To the extent plaintiff suggests recusal is necessary because he is seeking reconsideration of the findings and recommendations the undersigned issued, the court notes that plaintiff's challenge to the findings and recommendations granting in part and denying in part defendants' motion for summary judgment has been stricken. ECF No. 250. Even if the challenge had not been stricken, however, plaintiff's request for reconsideration would not be a sufficient basis for recusal. See Dawson v. Marshall, 561 F.3d 930, 933-34 (9th Cir. 2009).
Finally, to the extent plaintiff suggests that his request for an investigation is a ground for disqualification, he is mistaken.

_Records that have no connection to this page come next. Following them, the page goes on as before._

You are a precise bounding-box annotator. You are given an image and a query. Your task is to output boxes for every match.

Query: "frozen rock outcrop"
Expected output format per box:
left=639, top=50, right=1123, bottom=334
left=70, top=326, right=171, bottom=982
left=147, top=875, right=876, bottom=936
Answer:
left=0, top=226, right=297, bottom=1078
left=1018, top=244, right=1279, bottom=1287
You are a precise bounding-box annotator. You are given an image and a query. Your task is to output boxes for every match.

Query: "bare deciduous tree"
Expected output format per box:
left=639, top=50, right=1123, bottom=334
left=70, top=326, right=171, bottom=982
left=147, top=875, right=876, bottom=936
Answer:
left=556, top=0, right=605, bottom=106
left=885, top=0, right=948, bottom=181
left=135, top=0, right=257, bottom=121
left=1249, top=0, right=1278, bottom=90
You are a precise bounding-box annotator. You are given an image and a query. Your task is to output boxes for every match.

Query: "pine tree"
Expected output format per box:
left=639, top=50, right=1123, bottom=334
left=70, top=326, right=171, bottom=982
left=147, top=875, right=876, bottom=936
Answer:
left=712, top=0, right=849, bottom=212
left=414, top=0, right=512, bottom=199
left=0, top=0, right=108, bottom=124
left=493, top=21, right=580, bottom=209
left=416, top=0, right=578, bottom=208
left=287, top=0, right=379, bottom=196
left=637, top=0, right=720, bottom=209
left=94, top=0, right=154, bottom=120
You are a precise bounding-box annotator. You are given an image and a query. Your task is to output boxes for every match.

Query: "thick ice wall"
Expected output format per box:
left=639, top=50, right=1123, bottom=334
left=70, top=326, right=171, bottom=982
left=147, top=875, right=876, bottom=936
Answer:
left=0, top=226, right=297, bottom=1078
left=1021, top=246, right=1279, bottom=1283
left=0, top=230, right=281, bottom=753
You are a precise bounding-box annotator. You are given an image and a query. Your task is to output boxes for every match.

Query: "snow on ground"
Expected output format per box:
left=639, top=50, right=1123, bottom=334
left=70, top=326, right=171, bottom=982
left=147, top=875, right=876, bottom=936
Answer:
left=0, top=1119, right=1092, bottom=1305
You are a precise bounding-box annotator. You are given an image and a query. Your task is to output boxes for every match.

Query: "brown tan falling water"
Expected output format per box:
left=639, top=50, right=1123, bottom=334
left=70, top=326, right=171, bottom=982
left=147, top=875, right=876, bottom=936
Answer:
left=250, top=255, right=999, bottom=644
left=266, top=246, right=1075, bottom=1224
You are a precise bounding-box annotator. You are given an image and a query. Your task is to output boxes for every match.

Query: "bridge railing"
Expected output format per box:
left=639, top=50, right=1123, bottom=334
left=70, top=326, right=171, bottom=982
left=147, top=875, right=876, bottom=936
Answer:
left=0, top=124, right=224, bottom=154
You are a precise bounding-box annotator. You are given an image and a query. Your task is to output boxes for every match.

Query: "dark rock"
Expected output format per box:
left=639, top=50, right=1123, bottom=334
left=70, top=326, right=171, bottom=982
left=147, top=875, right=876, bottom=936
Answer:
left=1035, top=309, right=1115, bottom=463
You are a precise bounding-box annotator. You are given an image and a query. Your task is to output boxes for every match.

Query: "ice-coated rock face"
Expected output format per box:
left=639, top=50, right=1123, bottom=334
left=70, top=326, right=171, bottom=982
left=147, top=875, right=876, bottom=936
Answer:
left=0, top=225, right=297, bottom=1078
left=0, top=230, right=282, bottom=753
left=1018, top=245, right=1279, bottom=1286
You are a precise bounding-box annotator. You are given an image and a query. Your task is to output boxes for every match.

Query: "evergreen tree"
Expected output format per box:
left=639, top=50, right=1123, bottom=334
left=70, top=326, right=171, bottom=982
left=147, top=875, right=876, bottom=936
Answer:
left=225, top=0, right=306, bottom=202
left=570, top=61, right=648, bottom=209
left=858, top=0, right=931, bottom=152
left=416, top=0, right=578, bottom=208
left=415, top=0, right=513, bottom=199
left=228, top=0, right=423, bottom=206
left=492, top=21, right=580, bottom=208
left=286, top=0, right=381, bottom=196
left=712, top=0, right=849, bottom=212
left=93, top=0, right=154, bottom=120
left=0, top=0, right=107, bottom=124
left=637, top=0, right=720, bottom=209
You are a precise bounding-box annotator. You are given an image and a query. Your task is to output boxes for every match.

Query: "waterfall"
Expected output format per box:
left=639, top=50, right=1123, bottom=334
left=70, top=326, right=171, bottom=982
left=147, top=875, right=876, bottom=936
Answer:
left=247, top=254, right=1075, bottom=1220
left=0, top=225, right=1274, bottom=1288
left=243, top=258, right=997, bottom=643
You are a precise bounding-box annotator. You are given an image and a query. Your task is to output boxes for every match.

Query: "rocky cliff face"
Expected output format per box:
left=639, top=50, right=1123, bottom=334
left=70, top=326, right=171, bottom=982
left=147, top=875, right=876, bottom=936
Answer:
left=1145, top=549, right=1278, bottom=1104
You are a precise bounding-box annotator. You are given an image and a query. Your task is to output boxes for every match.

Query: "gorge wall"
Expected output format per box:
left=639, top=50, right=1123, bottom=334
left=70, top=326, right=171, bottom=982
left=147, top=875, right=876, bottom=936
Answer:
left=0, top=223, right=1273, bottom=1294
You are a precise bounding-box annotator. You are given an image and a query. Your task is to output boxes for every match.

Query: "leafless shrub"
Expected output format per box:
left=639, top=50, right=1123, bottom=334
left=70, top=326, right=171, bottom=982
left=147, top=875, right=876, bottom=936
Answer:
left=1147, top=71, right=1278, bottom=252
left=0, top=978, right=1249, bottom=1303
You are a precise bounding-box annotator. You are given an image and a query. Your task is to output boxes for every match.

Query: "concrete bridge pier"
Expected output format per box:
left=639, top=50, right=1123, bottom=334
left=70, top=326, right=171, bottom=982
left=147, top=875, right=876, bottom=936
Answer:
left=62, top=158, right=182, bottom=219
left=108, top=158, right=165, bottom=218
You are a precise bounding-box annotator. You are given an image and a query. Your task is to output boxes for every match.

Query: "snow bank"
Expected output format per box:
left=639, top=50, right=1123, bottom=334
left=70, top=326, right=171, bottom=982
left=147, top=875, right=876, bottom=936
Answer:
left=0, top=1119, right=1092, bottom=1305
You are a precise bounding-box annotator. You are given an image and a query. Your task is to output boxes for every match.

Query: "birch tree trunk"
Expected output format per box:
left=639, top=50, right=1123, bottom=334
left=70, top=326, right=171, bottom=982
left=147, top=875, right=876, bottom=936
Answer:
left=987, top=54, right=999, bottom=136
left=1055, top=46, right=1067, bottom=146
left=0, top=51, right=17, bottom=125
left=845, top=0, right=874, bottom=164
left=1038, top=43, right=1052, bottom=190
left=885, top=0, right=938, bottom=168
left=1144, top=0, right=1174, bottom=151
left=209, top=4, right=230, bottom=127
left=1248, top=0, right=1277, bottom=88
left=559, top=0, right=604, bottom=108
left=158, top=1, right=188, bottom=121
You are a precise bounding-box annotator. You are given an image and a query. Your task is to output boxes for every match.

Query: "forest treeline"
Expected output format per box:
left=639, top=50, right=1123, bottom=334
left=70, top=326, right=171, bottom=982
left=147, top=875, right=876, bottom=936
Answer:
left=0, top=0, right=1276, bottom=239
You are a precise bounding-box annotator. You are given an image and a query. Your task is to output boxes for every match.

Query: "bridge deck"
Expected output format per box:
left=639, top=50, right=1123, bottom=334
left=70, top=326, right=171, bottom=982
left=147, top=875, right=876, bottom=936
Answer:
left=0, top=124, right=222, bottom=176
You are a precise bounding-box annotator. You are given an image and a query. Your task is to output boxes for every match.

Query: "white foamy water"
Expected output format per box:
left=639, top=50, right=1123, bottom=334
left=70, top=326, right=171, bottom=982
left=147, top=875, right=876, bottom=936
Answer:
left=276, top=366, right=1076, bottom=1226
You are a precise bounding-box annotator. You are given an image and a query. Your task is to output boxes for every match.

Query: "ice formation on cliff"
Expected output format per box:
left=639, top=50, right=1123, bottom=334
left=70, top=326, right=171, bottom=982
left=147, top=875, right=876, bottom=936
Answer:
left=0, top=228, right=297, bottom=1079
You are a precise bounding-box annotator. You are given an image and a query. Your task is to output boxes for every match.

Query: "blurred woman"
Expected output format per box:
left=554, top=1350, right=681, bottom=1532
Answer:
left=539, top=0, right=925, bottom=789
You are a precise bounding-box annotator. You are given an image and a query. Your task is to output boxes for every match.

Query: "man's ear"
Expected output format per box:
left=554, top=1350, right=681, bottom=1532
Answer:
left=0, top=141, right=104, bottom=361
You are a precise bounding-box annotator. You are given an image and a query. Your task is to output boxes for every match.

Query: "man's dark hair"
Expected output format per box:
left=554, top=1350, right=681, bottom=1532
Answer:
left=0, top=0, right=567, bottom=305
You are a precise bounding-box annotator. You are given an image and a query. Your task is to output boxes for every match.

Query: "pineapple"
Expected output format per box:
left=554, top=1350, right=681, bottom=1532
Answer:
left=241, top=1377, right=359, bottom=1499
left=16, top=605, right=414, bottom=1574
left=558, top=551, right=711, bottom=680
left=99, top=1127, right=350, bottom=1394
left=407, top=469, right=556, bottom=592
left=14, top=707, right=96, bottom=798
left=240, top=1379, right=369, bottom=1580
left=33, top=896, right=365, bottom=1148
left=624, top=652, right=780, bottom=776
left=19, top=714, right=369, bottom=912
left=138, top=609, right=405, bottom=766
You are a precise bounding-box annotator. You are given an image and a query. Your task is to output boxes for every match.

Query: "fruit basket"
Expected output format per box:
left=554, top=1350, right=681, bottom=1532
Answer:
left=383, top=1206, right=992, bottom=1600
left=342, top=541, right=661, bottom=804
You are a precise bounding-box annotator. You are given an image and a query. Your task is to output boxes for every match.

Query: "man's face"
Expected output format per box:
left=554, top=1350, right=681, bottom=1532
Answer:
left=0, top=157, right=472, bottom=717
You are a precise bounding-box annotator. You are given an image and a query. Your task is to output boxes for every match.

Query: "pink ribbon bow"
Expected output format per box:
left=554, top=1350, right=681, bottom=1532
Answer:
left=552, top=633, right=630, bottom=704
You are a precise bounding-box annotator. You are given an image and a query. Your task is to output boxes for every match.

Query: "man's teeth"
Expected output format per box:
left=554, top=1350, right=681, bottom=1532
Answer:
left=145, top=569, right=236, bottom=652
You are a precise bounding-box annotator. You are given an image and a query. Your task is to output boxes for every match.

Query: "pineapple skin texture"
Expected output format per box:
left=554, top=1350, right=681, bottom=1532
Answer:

M&I Marshall & Ilsley Bank v. McGill, 2011 WL 2652569, at *1 (D. Ariz. June 30, 2011) (citing In re Mann, 229 F.3d 657, 658-59 (7th Cir. 2000) (judicial complaint is not sufficient basis for disqualification because of possibility of manipulation)).
II. Motion For A Temporary Restraining Order (ECF No. 257)
Plaintiff's motion for a temporary restraining order exceeds the twenty-five page limitation imposed on plaintiff's filings. (ECF No. 134). It is stricken. III. Motion For The Appointment Of Expert Witnesses (ECF No. 254)
Plaintiff seeks the appointment of expert witnesses in the fields of psychiatry, use of pepper-spray, and photography. He cites to Rules 702 and 706(a) of the Federal Rules of Evidence, but asks for experts to "testify on my behalf at trial." ECF No. 254 at 2.
To the extent plaintiff seeks the appointment of his own experts, the request is denied. The expenditure of public funds on behalf of an indigent litigant is proper only when authorized by Congress. Tedder v. Odel, 890 F.2d 210 (9th Cir. 1989). The in forma pauperis statute does not authorize the expenditure of public funds for expert witnesses. See 28 U.S.C. § 1915.
Rule 706 of the Federal Rules of Evidence gives the court the discretion to appoint experts. Walker v. American Home Shield Long Term Disability Plan, 180 F.3d 1065, 1071 (9th Cir. 1999). Appointment may be appropriate when "scientific, technical, or other specialized knowledge will assist the trier of fact to understand the evidence or decide a fact in issue. . . ." Ledford v. Sullivan, 105 F.3d 354, 358-59 (7th Cir. 1997). As defendants have not responded to this motion, the court will address it at the trial confirmation hearing.
IT IS THEREFORE ORDERED:
1. Plaintiff's motion for disqualification (ECF No. 247) and motion for reconsideration of an earlier denial of disqualification (ECF No. 239) are denied.
2. Plaintiff's motion for a temporary restraining order (ECF No. 257) is stricken.
3. The court will consider the motion for the appointment of experts (ECF No. 254) at the trial confirmation hearing.